0
votes

First of all, thank you for the time in reading my question :)

My question is the following: In Spark with Scala, i have a dataframe that there contains a string with a date in format dd/MM/yyyy HH:mm, for example df

+----------------+
|date            |
+----------------+
|8/11/2017 15:00 |
|9/11/2017 10:00 |
+----------------+

i want to get the difference of currentDate with date of dataframe in second, for example

df.withColumn("difference", currentDate - unix_timestamp(col(date)))

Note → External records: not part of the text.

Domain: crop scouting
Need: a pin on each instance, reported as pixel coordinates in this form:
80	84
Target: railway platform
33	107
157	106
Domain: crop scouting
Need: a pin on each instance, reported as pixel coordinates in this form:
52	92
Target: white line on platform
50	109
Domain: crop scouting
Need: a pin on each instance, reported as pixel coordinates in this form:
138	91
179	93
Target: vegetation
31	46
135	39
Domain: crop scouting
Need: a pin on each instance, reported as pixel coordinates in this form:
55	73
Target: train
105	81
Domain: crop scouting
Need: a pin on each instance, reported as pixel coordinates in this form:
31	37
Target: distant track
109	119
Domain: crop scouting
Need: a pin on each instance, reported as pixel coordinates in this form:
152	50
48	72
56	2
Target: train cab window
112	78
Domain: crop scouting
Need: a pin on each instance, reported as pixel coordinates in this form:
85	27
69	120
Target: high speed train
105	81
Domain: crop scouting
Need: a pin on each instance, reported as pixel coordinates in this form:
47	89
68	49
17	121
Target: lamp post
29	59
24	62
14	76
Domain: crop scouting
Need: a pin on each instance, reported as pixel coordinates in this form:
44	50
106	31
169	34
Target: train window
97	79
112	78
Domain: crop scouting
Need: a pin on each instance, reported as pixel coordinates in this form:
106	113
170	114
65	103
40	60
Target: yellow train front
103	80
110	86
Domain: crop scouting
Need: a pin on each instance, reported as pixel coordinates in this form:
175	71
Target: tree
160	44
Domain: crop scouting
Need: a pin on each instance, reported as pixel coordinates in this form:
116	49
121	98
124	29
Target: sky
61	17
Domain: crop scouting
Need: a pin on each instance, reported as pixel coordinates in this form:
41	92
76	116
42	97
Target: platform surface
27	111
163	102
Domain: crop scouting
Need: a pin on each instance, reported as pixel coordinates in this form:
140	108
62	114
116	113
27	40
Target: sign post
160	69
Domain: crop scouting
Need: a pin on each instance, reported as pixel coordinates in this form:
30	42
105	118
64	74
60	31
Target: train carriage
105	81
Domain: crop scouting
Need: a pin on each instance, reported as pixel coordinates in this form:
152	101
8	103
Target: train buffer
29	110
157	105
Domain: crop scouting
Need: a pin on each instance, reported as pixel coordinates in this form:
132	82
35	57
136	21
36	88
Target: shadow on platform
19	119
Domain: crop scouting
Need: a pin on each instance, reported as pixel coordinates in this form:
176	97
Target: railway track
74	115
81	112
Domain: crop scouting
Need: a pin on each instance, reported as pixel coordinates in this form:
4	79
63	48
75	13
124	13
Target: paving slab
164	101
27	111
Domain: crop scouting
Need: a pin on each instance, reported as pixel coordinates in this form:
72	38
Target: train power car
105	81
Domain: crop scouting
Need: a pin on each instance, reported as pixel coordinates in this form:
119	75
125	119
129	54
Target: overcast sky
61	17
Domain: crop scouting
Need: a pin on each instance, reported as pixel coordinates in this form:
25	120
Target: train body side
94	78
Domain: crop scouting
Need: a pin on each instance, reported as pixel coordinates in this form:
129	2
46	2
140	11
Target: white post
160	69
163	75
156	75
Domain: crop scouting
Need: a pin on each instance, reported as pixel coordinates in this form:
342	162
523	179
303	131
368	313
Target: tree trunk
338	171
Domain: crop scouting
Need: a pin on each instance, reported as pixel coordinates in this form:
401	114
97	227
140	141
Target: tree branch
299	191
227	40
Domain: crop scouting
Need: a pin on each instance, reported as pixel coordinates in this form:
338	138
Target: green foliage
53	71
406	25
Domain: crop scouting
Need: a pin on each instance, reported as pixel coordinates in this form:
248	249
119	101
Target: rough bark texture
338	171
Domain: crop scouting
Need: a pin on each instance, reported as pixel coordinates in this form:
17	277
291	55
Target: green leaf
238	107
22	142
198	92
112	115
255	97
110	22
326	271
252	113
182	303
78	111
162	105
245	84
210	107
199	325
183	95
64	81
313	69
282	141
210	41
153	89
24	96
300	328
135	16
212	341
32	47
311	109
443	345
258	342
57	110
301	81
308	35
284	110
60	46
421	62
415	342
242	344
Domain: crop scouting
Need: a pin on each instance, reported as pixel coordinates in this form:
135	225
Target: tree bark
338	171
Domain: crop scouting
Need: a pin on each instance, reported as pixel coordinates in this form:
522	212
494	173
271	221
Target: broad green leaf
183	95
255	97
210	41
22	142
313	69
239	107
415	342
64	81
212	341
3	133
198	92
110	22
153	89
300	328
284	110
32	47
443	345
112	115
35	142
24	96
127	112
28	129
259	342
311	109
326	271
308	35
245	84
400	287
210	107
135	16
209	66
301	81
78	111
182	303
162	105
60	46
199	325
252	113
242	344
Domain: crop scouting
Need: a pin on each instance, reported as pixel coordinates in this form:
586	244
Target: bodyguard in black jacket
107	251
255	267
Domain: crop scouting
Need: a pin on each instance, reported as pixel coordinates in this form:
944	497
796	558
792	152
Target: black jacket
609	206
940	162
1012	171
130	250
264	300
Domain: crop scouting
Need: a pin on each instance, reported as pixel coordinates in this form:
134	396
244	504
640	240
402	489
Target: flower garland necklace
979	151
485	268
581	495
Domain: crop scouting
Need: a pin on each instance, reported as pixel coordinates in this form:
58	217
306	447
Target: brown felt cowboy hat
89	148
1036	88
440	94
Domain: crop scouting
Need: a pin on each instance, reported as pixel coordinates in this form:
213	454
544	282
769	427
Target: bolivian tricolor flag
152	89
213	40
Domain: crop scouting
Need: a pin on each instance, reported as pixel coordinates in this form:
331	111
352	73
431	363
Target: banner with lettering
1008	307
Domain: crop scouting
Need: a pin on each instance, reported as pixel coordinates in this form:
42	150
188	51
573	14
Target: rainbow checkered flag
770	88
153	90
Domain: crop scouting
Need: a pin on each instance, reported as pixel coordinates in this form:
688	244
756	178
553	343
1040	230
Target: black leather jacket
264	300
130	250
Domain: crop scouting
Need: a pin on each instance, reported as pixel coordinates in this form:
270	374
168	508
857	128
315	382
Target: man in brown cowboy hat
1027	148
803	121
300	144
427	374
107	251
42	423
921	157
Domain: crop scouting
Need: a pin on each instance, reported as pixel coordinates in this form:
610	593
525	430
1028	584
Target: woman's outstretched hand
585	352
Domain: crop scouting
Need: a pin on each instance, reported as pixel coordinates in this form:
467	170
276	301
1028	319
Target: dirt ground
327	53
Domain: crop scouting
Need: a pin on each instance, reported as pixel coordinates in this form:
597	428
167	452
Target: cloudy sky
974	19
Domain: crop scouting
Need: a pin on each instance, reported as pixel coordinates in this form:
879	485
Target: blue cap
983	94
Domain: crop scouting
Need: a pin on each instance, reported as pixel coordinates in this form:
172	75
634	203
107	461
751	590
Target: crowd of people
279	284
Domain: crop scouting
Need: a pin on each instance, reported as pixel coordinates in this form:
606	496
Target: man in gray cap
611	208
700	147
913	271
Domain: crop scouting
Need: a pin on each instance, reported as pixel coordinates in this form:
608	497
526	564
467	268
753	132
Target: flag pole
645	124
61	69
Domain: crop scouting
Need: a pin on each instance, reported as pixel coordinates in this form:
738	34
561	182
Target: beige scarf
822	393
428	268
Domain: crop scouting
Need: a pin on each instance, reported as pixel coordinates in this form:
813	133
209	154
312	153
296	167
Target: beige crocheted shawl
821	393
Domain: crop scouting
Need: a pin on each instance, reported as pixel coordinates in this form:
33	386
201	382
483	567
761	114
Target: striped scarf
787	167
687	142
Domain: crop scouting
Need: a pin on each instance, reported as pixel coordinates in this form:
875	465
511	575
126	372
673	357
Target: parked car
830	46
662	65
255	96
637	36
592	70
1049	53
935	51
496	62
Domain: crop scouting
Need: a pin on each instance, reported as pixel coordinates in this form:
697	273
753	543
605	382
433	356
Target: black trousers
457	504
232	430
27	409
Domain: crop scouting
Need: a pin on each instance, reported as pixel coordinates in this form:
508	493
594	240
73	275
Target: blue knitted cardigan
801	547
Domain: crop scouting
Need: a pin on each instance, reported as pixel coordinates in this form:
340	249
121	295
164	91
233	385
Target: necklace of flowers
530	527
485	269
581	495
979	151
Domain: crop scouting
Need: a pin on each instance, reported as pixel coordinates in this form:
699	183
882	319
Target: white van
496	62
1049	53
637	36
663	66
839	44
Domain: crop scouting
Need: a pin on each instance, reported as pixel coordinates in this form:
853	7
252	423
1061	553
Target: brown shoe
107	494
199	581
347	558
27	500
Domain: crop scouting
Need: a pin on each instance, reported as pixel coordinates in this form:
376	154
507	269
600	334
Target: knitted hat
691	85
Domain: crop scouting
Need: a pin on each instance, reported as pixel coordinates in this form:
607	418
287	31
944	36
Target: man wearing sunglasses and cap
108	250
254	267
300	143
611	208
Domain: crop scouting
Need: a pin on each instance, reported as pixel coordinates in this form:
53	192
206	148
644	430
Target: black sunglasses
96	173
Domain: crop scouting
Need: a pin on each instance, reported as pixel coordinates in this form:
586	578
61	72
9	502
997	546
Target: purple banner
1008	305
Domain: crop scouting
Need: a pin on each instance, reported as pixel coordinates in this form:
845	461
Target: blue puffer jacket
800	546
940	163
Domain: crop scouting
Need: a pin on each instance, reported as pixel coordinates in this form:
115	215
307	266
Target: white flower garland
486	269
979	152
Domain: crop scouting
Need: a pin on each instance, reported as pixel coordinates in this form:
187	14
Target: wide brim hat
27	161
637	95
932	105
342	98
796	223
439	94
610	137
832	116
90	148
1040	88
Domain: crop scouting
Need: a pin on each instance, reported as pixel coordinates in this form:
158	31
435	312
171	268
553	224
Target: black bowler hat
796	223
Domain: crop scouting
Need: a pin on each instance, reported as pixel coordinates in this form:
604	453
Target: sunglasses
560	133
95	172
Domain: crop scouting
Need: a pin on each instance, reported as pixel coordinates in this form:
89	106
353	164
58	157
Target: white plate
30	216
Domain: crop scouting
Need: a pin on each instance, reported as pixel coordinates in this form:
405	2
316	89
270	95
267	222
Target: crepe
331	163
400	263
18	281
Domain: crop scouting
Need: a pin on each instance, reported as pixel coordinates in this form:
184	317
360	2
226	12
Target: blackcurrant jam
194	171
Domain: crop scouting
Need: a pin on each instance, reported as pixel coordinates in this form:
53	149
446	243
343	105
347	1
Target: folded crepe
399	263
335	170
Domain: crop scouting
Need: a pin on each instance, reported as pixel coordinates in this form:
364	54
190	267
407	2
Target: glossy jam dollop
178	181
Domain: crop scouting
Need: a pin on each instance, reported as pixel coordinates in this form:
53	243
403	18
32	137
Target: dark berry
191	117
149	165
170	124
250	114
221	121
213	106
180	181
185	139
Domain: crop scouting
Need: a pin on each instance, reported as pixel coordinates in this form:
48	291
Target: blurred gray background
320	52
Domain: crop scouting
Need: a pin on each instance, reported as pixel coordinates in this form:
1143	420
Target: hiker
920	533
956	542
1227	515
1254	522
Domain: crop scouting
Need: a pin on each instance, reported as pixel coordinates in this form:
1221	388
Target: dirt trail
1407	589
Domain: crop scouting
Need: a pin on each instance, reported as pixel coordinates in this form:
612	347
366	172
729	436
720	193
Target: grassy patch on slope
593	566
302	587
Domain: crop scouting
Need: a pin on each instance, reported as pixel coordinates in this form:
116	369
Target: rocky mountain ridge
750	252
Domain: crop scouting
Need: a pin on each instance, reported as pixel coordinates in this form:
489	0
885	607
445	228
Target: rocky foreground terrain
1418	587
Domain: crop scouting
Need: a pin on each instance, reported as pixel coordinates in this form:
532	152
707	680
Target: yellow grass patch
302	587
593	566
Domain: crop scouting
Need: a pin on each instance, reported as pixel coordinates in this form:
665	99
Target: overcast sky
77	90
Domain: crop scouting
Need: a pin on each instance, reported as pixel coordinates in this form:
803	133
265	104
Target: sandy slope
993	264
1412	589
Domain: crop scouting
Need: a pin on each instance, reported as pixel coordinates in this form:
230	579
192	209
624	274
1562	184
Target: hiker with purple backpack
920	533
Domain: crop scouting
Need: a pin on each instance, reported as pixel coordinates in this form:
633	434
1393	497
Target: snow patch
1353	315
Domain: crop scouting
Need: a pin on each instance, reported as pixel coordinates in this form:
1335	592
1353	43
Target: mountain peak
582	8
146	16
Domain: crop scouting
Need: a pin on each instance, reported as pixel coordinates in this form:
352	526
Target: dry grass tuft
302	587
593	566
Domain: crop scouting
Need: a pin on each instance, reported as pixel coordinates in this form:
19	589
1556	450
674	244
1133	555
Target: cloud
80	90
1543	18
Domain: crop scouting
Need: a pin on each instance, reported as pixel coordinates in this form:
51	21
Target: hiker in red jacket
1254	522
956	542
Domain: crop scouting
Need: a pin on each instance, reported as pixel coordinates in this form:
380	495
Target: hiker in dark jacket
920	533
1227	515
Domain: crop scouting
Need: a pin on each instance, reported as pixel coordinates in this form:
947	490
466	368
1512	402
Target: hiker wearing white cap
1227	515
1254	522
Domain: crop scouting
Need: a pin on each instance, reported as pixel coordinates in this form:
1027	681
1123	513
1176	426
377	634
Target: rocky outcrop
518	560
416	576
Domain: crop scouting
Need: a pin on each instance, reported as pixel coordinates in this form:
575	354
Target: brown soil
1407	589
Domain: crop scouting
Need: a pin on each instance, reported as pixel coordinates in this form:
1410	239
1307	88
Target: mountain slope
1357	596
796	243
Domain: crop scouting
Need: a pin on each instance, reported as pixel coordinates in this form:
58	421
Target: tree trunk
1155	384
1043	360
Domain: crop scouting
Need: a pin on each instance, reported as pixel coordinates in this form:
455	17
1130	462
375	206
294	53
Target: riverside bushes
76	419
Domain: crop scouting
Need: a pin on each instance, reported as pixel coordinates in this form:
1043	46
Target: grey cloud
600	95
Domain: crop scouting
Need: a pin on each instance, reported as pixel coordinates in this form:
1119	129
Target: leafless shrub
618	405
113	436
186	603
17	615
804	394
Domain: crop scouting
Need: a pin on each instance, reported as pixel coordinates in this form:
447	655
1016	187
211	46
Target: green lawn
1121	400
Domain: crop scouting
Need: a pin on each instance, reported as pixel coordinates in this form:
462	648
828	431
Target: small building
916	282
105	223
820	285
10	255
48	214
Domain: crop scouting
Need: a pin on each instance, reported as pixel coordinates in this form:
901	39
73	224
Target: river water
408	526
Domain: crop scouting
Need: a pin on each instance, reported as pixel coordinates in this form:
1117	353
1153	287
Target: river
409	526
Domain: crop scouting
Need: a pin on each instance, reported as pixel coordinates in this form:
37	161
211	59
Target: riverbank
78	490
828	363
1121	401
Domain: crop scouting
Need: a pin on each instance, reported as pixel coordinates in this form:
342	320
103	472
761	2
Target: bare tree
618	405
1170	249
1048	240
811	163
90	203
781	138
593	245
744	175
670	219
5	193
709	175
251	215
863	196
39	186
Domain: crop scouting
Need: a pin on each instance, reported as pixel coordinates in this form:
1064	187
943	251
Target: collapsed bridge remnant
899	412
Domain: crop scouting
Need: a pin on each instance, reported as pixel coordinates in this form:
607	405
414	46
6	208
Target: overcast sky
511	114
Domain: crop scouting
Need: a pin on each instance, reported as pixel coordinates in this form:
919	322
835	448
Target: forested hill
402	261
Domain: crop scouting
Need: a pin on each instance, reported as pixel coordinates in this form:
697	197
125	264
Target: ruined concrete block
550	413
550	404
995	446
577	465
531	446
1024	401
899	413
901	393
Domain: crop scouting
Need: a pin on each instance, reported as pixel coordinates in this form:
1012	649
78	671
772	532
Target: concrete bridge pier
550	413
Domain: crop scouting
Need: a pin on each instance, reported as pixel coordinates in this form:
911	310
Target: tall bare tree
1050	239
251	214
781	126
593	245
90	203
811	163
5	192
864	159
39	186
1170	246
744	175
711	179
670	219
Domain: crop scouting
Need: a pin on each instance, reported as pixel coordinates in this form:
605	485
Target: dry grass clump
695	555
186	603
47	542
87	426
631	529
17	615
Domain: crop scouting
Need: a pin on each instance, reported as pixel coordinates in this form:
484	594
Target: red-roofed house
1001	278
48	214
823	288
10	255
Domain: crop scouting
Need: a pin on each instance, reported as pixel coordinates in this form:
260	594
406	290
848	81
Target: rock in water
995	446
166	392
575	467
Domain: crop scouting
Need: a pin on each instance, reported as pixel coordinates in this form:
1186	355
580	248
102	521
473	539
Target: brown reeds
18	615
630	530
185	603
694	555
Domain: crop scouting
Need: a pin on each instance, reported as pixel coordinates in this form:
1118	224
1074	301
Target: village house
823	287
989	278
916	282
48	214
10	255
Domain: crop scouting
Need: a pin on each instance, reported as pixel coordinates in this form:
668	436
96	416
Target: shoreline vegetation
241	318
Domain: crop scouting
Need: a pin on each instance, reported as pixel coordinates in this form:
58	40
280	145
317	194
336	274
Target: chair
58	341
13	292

+----------------+------------+
|date            | difference |
+----------------+------------+
|8/11/2017 15:00 | xxxxxxxxxx |
|9/11/2017 10:00 | xxxxxxxxxx |
+----------------+------------+

I try

val current = current_timestamp()
df.withColumn("difference", current - unix_timestamp(col(date)))

but get this error

org.apache.spark.sql.AnalysisException: cannot resolve '(current_timestamp() - unix_timestamp(date, 'yyyy-MM-dd HH:mm:ss'))' due to data type mismatch: differing types in '(current_timestamp() - unix_timestamp(date, 'yyyy-MM-dd HH:mm:ss'))' (timestamp and bigint).;;

I try too

val current = BigInt(System.currenttimeMillis / 1000)
df.withColumn("difference", current - unix_timestamp(col(date))) 

and

val current = unix_timestamp(current_timestamp())
but the col "difference" is null

Thanks

1

1 Answers

1
votes

You have to use correct format for unix_timestamp:

df.withColumn("difference", current_timestamp().cast("long") - unix_timestamp(col("date"), "dd/mm/yyyy HH:mm"))

or with recent version:

to_timestamp(col("date"), "dd/mm/yyyy HH:mm") - current_timestamp())

to get Interval column.